Dr Gregory Bush, head geriatrician for Virtua Health in New Jersey, says he repeats the mantra each summer.
“I would like to drive home the message that seniors should try to understand that their bodies aren’t what they used to be and what they should do in hot weather is to hydrate, they should try to find air conditioning be at the mall or a senior center and if and if they are not able to find air conditioning open the windows and turn fans on in their homes,” said Bush.
But some seniors mistakenly think they should keep the windows shut and a fan on. Bush says that turns apartments into convection ovens and he says older people can’t cool their bodies as well.
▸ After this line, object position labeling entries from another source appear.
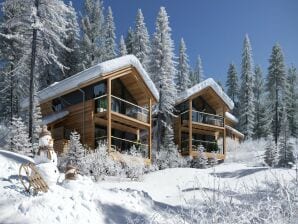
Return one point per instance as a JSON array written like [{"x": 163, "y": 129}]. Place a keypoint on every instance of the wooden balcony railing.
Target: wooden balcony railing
[
  {"x": 204, "y": 118},
  {"x": 123, "y": 107}
]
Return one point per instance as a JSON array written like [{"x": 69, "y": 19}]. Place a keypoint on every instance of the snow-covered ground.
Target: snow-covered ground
[{"x": 155, "y": 198}]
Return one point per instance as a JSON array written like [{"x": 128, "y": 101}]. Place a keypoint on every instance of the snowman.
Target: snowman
[{"x": 46, "y": 158}]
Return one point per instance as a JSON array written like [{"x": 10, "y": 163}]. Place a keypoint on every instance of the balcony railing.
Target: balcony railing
[
  {"x": 125, "y": 145},
  {"x": 204, "y": 118},
  {"x": 123, "y": 107},
  {"x": 209, "y": 146}
]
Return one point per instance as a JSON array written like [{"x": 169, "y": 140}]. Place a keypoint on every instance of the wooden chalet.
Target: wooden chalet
[
  {"x": 201, "y": 119},
  {"x": 108, "y": 102}
]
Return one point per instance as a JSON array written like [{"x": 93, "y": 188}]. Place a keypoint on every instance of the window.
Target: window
[
  {"x": 99, "y": 90},
  {"x": 57, "y": 105}
]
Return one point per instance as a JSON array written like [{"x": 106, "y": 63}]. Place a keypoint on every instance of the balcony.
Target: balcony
[
  {"x": 203, "y": 118},
  {"x": 122, "y": 106}
]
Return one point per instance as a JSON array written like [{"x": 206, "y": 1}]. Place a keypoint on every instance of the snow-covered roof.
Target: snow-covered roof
[
  {"x": 234, "y": 131},
  {"x": 203, "y": 85},
  {"x": 58, "y": 88},
  {"x": 54, "y": 117},
  {"x": 231, "y": 117}
]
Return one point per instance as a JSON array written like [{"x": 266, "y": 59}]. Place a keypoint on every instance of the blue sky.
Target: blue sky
[{"x": 215, "y": 29}]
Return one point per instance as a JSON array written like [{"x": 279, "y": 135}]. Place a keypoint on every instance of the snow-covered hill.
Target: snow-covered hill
[{"x": 157, "y": 198}]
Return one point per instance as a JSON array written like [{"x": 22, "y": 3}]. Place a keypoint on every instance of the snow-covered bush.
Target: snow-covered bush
[
  {"x": 201, "y": 160},
  {"x": 250, "y": 152},
  {"x": 18, "y": 139}
]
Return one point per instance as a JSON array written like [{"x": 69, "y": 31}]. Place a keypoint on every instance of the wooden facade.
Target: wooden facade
[
  {"x": 114, "y": 107},
  {"x": 200, "y": 122}
]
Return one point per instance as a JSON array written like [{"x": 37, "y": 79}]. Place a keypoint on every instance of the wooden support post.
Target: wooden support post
[
  {"x": 150, "y": 130},
  {"x": 190, "y": 126},
  {"x": 109, "y": 118}
]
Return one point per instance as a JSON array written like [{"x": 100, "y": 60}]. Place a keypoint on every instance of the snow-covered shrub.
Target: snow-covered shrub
[
  {"x": 133, "y": 166},
  {"x": 18, "y": 139},
  {"x": 271, "y": 152},
  {"x": 250, "y": 152},
  {"x": 76, "y": 150},
  {"x": 201, "y": 160}
]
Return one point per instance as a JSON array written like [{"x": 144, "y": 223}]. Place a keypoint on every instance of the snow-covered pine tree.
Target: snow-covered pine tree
[
  {"x": 72, "y": 60},
  {"x": 276, "y": 87},
  {"x": 182, "y": 81},
  {"x": 93, "y": 33},
  {"x": 271, "y": 152},
  {"x": 13, "y": 66},
  {"x": 162, "y": 69},
  {"x": 292, "y": 100},
  {"x": 129, "y": 40},
  {"x": 286, "y": 148},
  {"x": 76, "y": 150},
  {"x": 18, "y": 137},
  {"x": 246, "y": 99},
  {"x": 262, "y": 122},
  {"x": 232, "y": 83},
  {"x": 122, "y": 47},
  {"x": 110, "y": 37},
  {"x": 201, "y": 160},
  {"x": 141, "y": 42},
  {"x": 37, "y": 117},
  {"x": 198, "y": 73}
]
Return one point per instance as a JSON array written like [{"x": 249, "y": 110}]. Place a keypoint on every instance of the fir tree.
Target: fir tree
[
  {"x": 292, "y": 101},
  {"x": 232, "y": 83},
  {"x": 183, "y": 81},
  {"x": 261, "y": 128},
  {"x": 246, "y": 99},
  {"x": 276, "y": 87},
  {"x": 286, "y": 156},
  {"x": 129, "y": 40},
  {"x": 76, "y": 150},
  {"x": 93, "y": 33},
  {"x": 122, "y": 47},
  {"x": 110, "y": 37},
  {"x": 18, "y": 137},
  {"x": 140, "y": 42},
  {"x": 162, "y": 70},
  {"x": 271, "y": 152},
  {"x": 198, "y": 73}
]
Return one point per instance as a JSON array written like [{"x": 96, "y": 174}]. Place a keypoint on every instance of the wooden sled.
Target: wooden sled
[{"x": 34, "y": 179}]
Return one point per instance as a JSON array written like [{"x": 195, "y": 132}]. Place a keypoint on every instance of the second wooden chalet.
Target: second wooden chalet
[
  {"x": 202, "y": 120},
  {"x": 109, "y": 102}
]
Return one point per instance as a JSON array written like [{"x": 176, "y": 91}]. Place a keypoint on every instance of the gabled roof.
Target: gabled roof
[
  {"x": 208, "y": 83},
  {"x": 57, "y": 89}
]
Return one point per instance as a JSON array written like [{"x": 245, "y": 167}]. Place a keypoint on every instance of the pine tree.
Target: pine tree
[
  {"x": 198, "y": 73},
  {"x": 183, "y": 81},
  {"x": 129, "y": 40},
  {"x": 18, "y": 137},
  {"x": 232, "y": 83},
  {"x": 140, "y": 42},
  {"x": 110, "y": 45},
  {"x": 286, "y": 156},
  {"x": 76, "y": 150},
  {"x": 246, "y": 99},
  {"x": 93, "y": 33},
  {"x": 201, "y": 160},
  {"x": 162, "y": 69},
  {"x": 72, "y": 59},
  {"x": 276, "y": 87},
  {"x": 261, "y": 128},
  {"x": 292, "y": 101},
  {"x": 271, "y": 152},
  {"x": 122, "y": 47}
]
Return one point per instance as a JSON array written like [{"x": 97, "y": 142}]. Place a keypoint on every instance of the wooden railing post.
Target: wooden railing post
[{"x": 109, "y": 118}]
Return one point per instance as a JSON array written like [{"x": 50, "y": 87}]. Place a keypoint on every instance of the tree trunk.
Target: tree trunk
[{"x": 32, "y": 66}]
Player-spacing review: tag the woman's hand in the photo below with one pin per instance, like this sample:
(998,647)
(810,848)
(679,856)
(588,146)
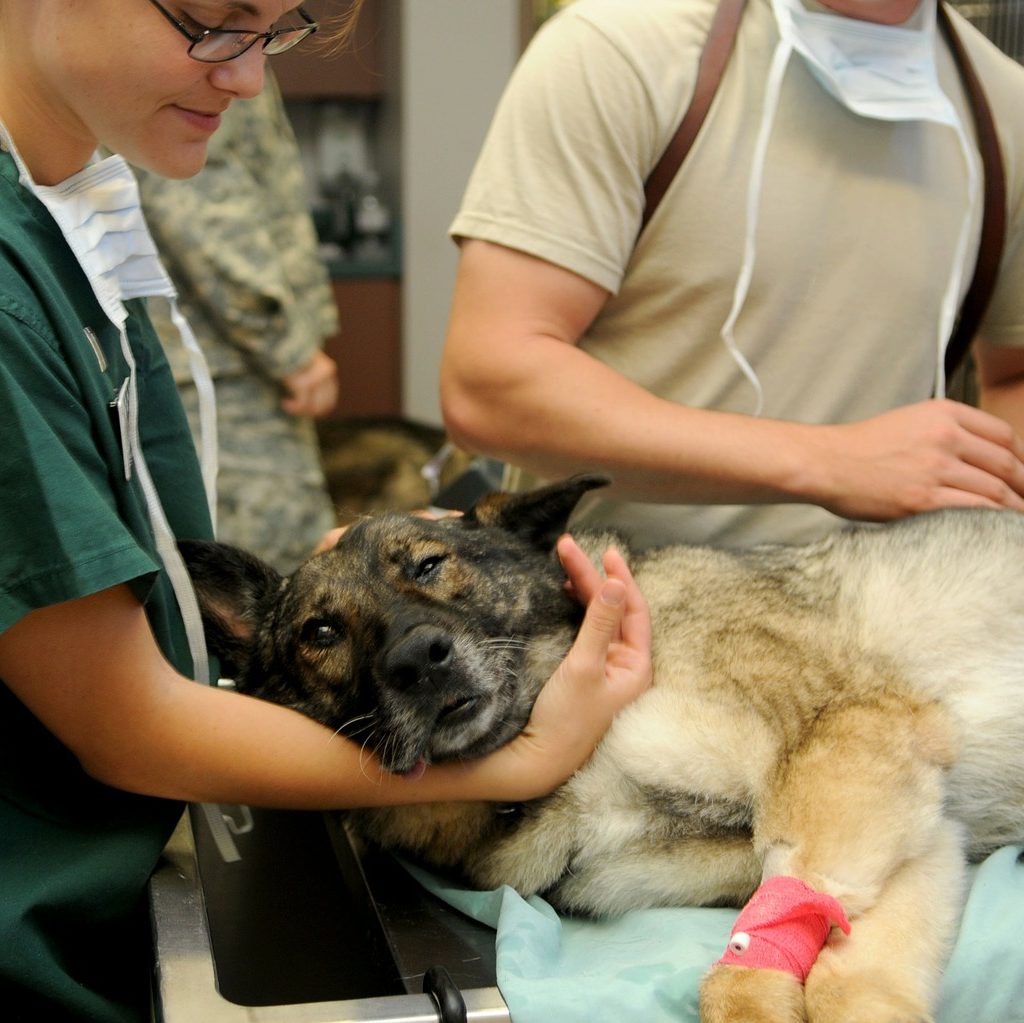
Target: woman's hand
(608,666)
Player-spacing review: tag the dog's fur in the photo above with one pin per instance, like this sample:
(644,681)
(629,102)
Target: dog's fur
(850,713)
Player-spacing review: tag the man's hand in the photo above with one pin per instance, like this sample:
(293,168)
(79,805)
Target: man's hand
(935,454)
(608,667)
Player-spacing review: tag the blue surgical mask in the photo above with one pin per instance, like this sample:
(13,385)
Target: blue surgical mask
(881,72)
(886,72)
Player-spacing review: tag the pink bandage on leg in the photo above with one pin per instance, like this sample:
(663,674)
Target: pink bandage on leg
(783,927)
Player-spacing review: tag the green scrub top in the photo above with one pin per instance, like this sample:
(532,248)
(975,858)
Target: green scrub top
(75,855)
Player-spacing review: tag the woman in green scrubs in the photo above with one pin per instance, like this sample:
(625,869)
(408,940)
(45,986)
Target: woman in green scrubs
(102,732)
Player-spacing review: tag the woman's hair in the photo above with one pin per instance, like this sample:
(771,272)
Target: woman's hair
(337,30)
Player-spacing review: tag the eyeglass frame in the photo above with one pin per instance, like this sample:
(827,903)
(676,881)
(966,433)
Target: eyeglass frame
(267,37)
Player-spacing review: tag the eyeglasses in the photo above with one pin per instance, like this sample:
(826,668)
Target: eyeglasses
(218,45)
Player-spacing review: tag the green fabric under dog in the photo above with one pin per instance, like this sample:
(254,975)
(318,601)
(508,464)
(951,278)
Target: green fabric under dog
(647,965)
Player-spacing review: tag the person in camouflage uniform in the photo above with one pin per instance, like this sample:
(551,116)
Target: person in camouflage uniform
(240,245)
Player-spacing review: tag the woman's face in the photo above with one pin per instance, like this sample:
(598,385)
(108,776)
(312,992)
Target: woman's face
(78,73)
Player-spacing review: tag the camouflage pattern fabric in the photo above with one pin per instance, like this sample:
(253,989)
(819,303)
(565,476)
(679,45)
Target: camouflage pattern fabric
(239,243)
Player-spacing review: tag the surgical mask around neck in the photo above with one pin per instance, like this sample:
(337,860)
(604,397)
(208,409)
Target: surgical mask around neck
(881,72)
(887,72)
(99,214)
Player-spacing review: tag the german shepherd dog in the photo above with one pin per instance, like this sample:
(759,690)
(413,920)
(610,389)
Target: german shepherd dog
(848,713)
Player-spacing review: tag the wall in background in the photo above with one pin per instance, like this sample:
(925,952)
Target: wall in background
(456,56)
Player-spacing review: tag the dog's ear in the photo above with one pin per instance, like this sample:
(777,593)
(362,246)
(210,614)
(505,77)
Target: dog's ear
(540,515)
(233,588)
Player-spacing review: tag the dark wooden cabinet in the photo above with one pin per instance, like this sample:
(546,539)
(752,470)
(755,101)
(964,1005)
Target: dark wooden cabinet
(369,348)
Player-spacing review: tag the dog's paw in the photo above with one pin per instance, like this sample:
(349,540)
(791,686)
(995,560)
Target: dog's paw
(859,998)
(738,994)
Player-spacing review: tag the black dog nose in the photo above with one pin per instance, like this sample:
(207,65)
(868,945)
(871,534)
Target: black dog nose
(422,654)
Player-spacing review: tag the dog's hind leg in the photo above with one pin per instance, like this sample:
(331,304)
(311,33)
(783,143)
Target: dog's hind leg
(888,969)
(855,812)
“It all stems from the fact that as one grows older one’s body isn’t able to adjust to the environment as well,” said Bush. “They don’t sweat as efficiently and sweat is a way of cooling the body off. They tend not to drink as much as younger people and obviously you need a good fluid capacity to be able to generate sweat and stay hydrated. As you grow older you also don’t realize that you are thirsty like you do when you are younger, so that sensation goes away.”
Bush says it’s common for word of heat deaths to trickle in even after the weather breaks.
“It’s because a cumulative effect of the heat over time,” he said. “Every day people lose circulating volume. As the heatwave progresses and the people lose more blood volume, their body becomes more and more unable to compensate for that and what we see if the consequences for that is a lack of profusion or blood flow to the brain or heart which leads to bad things including death.”